NEW YORK (Reuters Health) - Most women should undergo a needle biopsy for breast cancer diagnosis, but some surgeons opt for a more invasive procedure instead, according to a new study.
The difference may be a matter of surgeon experience, researchers say, so many women could benefit if surgeons were trained and encouraged to opt for the needle method more often.
“Needle biopsy really is the standard of care,” said senior study author Dr. Benjamin D. Smith of The University of Texas MD Anderson Cancer Center in Houston.
“Having a three or four centimeter (surgical) incision in the skin is going to hurt more and take longer to heal than inserting a needle,” Smith told Reuters Health by phone. “Excisional biopsy has more complications than needle biopsy.”
When a woman has a suspicious lump in her breast, usually detected by a mammogram, the way to determine if it is cancer is to take a sample of tissue from the lump and test it.
Diagnostic radiologists are trained to use ultrasound or mammography to guide a large needle through the breast to take the sample, and surgeons can also use a needle, albeit without the extra guidance equipment.
The surgical approach, is sometimes called an “open biopsy” because it requires an incision to access the lump. The procedure is also known as excisional biopsy.
If the lump is cancerous, valuable information about its nature can be gleaned from a biopsy, the study authors point out. But rather than having two surgeries, one to diagnose the cancer and another to remove it, a needle biopsy can provide that initial information in most cases.
To see how often women were getting needle biopsies versus the surgical kind, and what factors predicted the type of biopsy a woman got, Smith and his coauthors looked at the diagnostic histories of almost 90,000 women with breast cancer using Medicare data for the years 2003 to 2006.
The women were at least 66 years old and had undergone both breast-conserving surgery and radiation to treat their cancers. About two-thirds of the women had a needle biopsy, including those who had a related technique, known as a core biopsy.
Of the women who had consulted with a surgeon before the biopsy, only 54 percent subsequently had a needle biopsy.
Surgeons without board certification, who were trained outside the United States or who were not specialized in surgical oncology were less likely to have patients undergo a needle biopsy, according to the study results in the Journal of Clinical Oncology.
The surgeon’s disposition was more important in predicting needle biopsies than other factors like rural location, the authors write.

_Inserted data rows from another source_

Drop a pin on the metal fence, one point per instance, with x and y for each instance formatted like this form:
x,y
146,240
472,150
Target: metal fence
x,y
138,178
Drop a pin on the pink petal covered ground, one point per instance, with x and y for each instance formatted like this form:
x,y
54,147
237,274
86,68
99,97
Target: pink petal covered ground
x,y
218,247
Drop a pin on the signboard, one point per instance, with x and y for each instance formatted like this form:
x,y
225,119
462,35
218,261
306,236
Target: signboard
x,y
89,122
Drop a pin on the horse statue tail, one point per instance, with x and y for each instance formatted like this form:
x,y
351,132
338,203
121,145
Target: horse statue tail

“This paper is an interesting example of how important it is for cancer patients to be treated by experienced surgeons and in higher volume institutions,” said Dr. Dawn L. Hershman, leader of the Breast Cancer Program at the Herbert Irving Comprehensive Cancer Center of Columbia University Medical Center in New York. Hershman was not a part of the new study.
“Both a needle biopsy and an excisional biopsy can diagnose the cancer, however, the attention to margins, the evaluation of the lymph nodes and the evaluation for other possible abnormalities in the breast prior to going to the operating room can save the patient needing multiple surgeries,” she told Reuters Health by email.

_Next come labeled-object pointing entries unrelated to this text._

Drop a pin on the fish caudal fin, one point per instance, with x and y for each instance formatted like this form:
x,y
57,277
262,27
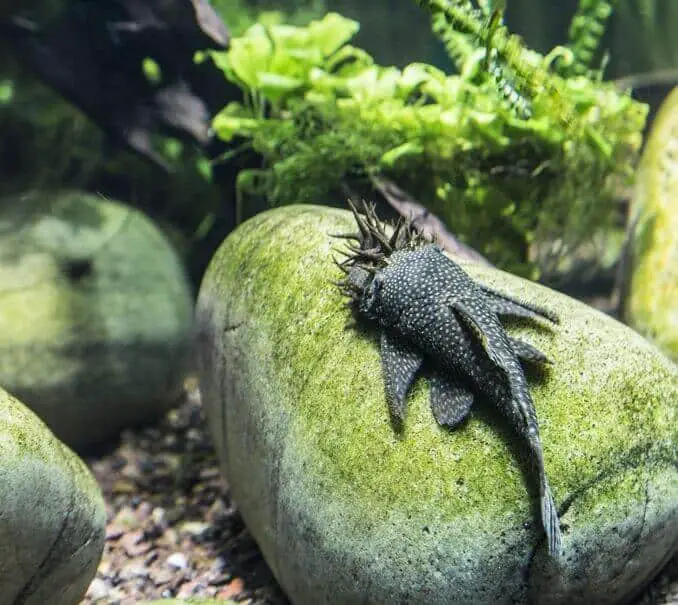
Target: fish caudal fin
x,y
549,516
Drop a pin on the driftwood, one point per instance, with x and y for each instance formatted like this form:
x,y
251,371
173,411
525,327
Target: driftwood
x,y
407,207
92,55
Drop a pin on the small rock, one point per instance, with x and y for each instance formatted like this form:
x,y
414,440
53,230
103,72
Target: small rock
x,y
98,590
134,544
95,314
177,560
52,514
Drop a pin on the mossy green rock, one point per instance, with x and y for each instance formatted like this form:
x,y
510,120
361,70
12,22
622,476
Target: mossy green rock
x,y
52,515
189,602
651,305
346,511
95,314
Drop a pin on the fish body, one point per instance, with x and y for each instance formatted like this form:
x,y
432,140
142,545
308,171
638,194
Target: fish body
x,y
429,311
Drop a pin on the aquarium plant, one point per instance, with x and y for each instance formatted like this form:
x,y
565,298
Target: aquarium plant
x,y
521,154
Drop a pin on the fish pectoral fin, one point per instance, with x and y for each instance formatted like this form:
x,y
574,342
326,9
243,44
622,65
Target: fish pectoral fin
x,y
526,352
484,330
505,305
400,362
450,401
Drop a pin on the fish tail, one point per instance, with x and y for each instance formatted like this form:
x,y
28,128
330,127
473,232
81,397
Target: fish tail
x,y
549,516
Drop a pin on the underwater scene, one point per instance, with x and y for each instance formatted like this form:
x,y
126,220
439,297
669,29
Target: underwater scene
x,y
334,302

It may seem like a waste of time to test a lump of tissue that’s bound to be removed anyway, but the results of the test have important implications for treating the cancer, said Dr. Katharine A. Yao, a breast surgery specialist at NorthShore Medical Group in Evanston, Illinois.

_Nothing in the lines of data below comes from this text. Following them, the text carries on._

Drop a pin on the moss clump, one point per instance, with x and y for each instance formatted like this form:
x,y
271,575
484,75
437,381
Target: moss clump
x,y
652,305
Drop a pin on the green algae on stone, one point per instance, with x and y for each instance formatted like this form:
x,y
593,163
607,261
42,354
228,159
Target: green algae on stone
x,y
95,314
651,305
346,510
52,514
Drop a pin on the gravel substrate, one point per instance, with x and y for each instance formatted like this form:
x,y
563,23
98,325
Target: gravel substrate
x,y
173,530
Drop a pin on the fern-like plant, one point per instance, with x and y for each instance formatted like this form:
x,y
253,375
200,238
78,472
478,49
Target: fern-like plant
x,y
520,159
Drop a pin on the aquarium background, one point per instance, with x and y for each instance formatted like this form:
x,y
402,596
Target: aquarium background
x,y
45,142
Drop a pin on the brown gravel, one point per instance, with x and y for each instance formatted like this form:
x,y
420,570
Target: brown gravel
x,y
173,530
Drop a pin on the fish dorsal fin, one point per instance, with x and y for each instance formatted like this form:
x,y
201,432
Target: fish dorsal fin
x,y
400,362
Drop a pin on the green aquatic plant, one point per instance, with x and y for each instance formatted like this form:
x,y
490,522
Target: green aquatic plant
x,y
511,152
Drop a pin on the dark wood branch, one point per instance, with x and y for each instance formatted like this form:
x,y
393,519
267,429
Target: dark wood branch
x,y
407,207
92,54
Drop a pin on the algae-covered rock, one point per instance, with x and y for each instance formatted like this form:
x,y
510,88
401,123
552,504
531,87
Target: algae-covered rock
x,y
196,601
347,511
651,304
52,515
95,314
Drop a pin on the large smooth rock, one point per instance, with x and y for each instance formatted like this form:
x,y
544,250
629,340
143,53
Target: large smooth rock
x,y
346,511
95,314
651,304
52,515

“Some patients will ask if their mammogram or breast mass is so suspicious on imaging and on exam and it is going to come out anyway, why do a biopsy?” Yao told Reuters Health by email. “It is important to do the biopsy so that if the mass or abnormality on mammogram is cancer, there can be a full discussion of the treatment plan including different types of surgery, adjuvant treatments and the use of neoadjuvant therapy.”
Women who did not have a needle biopsy were twice as likely to undergo multiple surgeries for their cancers than women who did.
“I think part of it is that in our medical system physicians are incentivized to do more,” Smith said. “Surgeons get paid by the procedure more or less, and it’s hard to change those patterns.”
An excisional biopsy, because it is more invasive, itself counts as a “surgical procedure,” whereas needle biopsy does not, he said.
The best option is to have a radiologist perform the biopsy, said Smith, himself a radiation oncologist. But in some areas of the country, a general surgeon may be the only available option, and the surgeon may be inexperienced with the needle technique, he said.
“I think there’s an opportunity for professional societies to define quality benchmarks to emphasize needle biopsy as an important measure of quality,” Smith said.
Not all women with a mass in the breast should have a biopsy, and in some cases a needle biopsy may not be technically possible, Hershman noted.
“Since the experience of the surgeon – case volume, board certification, surgical oncology training, training in the U.S. – is associated with needle biopsy rates, primary care doctors should encourage their patients to see surgeons who are experienced in breast disease or cancer and who have devoted some part if not all of their practice to breast disease if they have a breast mass or an abnormal mammogram,” Yao said.